Friday, March 16, 2007
Blogging Trends
Yesterday I spoke at a NIRI conference. The other panelists included Henry Blodget, David Vinjamuri, Paul Blalock, and myself, Roger Wu. I think most of us believed that the blog is a great way to communicate with shareholders in terms of receiving honest and open feedback. Many IRO's in the audience were afraid of opening up the blog to detractors and "hecklers," but Paul reassured the audience by saying that commenting could be fully moderated. We went on about some of the tools available in the blogosphere and how blogs are becoming integrated via search and some of the popular finance portals out there.
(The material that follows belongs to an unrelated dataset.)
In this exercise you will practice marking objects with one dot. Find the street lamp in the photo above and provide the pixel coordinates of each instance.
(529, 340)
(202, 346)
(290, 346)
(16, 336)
I concluded the panel by mentioning that while we focused on the text based blog, blogs can also include any type of ongoing communication which can also include audio and video.
I am still honestly surprised that there are so few corporate blogs out there. I think a big part of this still has to do with Regulation FD and if the SEC allows blogs to be included in FD well, I'm sure more companies will do so. Still, the blog is such a great way to get honest feedback about ideas, strategies, etc that it surprises me that not more companies do so. Sure, there are strategies and ideas that are proprietary but I think that companies can harness the collective intellect of its constituents through the blog. While some ideas would be off the wall, the company is still the one to make the final decision. Mark Cuban did this in his blog a while back. He offered a job to anyone that could come up with a model that would lower the volatility and risk of feature film production and distribution. He knows that himself and his legion of minions wouldn't be able to come close to a fraction of the ideas that potentially the entire world could come up with.
Linux, Wikipedia, YouTube, MySpace, the Human Genome Project, Second Life etc were all built collectively. Further, I think that people would offer in their opinions not because they would want some kind of monetary compensation but because in this new Web 2.0 - everyone wants to be recognized.